The idea is the following:

  1. create a temporary table, copied from the table to update
  2. load data into the temporary table (use LOAD DATA INFILE if you can, or at least MySQL specific extended inserts)
  3. perform a single update query joining the temporary table with the table to update
  4. drop the temporary table

For example:

mysql> CREATE TABLE users (
mysql>   id INT NOT NULL,
mysql>   firstname VARCHAR(10),
mysql>   lastname VARCHAR(10),
mysql>   age INT,
mysql>   weight INT,
mysql>   PRIMARY KEY (id)
mysql> );
 
mysql> INSERT INTO users
mysql>   (id, firstname, lastname, age, weight)
mysql>   VALUES
mysql>   (1, 'pierrick', 'le gall', 26, 70),
mysql>   (2, 'stephane', 'mallet', 32, 75),
mysql>   (3, 'erwann', 'le gall', 2, 10)
mysql> ;
 
mysql> SELECT * FROM users;
+----+-----------+----------+------+--------+
| id | firstname | lastname | age  | weight |
+----+-----------+----------+------+--------+
|  1 | pierrick  | le gall  |   26 |     70 | 
|  2 | stephane  | mallet   |   32 |     75 | 
|  3 | erwann    | le gall  |    2 |     10 | 
+----+-----------+----------+------+--------+
 
mysql> CREATE TABLE users_update_data (
mysql>   id INT,
mysql>   age INT,
mysql>   weight INT
mysql> );
 
mysql> INSERT INTO users_update_data
mysql>   (id, age, weight)
mysql>   VALUES
mysql>   (1, 27, 65),
mysql>   (3, 3, 12)
mysql> ;
 
mysql> UPDATE
mysql>     users AS t1,
mysql>     users_update_data AS t2
mysql>   SET
mysql>     t1.age = t2.age,
mysql>     t1.weight = t2.weight
mysql>   WHERE t1.id = t2.id
mysql> ;
 
mysql> SELECT * FROM users;
+----+-----------+----------+------+--------+
| id | firstname | lastname | age  | weight |
+----+-----------+----------+------+--------+
|  1 | pierrick  | le gall  |   27 |     65 | 
|  2 | stephane  | mallet   |   32 |     75 | 
|  3 | erwann    | le gall  |    3 |     12 | 
+----+-----------+----------+------+--------+ 

Of course, for such a small data set, the improvement is not interesting... Just imagine you have 1M users and 100K lines to update.
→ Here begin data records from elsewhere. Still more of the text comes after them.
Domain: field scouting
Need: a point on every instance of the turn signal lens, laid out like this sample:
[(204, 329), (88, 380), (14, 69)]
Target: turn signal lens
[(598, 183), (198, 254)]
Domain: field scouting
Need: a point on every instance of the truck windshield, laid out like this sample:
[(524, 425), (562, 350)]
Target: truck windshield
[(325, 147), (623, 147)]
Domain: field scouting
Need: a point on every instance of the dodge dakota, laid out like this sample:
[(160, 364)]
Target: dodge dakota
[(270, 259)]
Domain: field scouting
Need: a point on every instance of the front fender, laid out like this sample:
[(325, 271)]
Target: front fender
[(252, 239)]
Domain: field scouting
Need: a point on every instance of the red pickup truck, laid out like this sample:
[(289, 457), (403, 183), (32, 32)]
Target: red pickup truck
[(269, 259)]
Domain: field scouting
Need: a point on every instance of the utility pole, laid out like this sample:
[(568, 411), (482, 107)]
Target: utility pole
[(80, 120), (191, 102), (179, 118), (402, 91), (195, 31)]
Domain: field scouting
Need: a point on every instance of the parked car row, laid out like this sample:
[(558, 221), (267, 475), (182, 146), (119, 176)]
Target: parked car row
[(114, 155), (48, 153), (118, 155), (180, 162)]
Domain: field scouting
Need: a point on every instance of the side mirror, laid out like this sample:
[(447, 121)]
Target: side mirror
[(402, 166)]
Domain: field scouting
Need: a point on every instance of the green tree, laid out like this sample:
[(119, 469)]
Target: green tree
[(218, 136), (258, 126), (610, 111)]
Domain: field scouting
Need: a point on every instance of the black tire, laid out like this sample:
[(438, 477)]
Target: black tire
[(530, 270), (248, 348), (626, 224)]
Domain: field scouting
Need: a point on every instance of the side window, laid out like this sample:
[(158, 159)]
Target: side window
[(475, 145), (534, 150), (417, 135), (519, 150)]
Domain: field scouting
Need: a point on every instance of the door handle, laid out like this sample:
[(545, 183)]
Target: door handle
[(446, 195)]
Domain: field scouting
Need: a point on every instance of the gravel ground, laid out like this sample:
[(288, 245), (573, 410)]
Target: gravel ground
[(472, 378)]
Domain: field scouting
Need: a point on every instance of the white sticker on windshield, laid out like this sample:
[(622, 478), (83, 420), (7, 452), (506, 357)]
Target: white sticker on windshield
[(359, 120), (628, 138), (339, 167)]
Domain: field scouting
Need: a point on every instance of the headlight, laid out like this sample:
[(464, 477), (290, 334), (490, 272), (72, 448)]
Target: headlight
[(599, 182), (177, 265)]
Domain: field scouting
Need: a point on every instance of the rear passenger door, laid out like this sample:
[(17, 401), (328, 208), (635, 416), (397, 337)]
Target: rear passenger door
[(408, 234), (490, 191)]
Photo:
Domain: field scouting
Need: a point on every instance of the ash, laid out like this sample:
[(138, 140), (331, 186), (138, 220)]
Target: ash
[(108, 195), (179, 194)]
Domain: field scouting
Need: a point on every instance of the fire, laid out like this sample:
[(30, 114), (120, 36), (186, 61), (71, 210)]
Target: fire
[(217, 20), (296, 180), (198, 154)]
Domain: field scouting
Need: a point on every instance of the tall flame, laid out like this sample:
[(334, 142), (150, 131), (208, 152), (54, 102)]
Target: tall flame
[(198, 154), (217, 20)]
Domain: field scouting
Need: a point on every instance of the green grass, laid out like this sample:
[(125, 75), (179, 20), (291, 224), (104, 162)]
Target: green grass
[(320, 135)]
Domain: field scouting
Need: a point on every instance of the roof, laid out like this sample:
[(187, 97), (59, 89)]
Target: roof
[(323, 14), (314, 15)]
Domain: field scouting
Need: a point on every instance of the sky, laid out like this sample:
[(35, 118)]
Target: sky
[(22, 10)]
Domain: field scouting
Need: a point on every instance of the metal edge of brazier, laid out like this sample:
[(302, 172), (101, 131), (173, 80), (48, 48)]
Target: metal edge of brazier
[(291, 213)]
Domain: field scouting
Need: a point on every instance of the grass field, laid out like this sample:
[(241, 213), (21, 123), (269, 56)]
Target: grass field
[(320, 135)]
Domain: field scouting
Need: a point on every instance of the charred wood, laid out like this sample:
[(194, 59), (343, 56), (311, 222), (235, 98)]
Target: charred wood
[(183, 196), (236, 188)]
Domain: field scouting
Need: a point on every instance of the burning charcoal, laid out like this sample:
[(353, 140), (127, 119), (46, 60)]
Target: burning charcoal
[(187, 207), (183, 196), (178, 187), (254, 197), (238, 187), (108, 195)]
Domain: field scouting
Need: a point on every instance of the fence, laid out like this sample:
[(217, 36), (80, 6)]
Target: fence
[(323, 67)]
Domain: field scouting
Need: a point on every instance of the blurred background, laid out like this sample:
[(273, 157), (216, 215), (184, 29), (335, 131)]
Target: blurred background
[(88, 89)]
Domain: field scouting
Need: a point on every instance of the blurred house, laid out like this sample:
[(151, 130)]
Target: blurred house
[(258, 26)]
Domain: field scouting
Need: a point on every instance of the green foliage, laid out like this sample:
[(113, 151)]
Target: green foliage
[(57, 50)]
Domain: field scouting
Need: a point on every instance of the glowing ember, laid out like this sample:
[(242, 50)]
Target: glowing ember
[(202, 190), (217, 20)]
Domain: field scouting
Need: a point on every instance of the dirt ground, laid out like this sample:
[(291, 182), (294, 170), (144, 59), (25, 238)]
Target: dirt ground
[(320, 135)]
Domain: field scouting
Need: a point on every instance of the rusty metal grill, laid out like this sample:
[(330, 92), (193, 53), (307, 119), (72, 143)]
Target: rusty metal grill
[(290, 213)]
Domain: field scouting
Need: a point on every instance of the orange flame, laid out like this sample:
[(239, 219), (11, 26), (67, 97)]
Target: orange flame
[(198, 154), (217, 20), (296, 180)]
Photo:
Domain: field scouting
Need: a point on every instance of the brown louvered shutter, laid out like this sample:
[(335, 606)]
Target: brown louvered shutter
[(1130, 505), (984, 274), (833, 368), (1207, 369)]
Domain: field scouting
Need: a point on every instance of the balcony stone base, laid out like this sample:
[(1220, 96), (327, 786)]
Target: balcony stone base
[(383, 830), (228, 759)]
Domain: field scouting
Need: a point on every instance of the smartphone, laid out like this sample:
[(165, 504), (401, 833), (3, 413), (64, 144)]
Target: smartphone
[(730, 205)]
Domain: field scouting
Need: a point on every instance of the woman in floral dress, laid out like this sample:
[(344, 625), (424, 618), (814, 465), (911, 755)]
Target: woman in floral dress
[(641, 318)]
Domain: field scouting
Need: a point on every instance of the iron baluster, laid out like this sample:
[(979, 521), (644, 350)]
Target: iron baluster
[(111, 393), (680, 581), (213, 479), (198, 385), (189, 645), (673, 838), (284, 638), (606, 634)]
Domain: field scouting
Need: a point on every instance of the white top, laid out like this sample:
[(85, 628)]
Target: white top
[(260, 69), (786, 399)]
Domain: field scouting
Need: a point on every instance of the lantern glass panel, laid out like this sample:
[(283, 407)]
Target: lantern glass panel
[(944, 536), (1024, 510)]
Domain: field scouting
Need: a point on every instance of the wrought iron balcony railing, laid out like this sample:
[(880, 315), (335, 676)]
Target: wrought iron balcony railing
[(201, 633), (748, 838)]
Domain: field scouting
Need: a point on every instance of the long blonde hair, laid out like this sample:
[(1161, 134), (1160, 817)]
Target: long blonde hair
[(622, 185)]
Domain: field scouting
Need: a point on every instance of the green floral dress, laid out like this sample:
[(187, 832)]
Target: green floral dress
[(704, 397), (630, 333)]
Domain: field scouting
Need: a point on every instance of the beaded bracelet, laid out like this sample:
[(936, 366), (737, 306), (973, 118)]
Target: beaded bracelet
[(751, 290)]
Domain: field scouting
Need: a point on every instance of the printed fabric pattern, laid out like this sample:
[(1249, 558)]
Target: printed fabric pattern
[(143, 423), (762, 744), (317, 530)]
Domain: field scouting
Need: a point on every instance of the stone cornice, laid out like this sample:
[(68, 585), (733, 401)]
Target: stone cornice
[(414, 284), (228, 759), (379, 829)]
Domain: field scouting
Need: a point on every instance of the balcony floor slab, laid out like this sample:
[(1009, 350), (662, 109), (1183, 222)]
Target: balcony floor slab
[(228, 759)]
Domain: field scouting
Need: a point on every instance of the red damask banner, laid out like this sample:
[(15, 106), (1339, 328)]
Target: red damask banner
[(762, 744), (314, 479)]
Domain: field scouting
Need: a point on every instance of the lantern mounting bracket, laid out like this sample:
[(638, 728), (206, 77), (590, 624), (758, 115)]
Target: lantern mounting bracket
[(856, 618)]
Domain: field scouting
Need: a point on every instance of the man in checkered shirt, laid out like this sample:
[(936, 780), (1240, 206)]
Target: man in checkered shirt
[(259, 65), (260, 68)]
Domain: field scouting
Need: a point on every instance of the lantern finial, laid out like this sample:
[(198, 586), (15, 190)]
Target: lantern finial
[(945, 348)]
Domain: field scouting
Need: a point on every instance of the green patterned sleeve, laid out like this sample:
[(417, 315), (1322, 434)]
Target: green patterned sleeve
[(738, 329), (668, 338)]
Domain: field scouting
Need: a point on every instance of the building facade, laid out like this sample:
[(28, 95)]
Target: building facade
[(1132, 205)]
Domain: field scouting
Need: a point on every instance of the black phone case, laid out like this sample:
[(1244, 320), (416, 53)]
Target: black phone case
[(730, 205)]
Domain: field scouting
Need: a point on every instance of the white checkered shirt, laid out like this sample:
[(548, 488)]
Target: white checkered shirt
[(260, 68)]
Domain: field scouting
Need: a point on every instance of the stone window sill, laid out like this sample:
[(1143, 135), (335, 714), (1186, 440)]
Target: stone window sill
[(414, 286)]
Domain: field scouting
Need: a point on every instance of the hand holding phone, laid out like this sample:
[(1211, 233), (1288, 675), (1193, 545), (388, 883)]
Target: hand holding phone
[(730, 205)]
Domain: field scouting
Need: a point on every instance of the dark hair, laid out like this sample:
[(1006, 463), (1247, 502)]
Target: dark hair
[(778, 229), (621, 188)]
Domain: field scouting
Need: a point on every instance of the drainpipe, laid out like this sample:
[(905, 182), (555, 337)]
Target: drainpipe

So I've implemented this algorithm in Talend Open Studio with tMysql(Output)UpdateBulkExec. As it's a bulk operation, we create a file from the input data flow, we load it into the temporary table and perform the single update query. To illustrate the improvement with a benchmark, I've filled a table with 1M (one million) lines and updated 100K lines. The bulk updates is 6.5 times faster than standard update, the job execution time goes from 13.0 seconds to 2.0 seconds.

As described in Feature 509, this new component will come in Perl project with Talend Open Studio 2.3.0M2.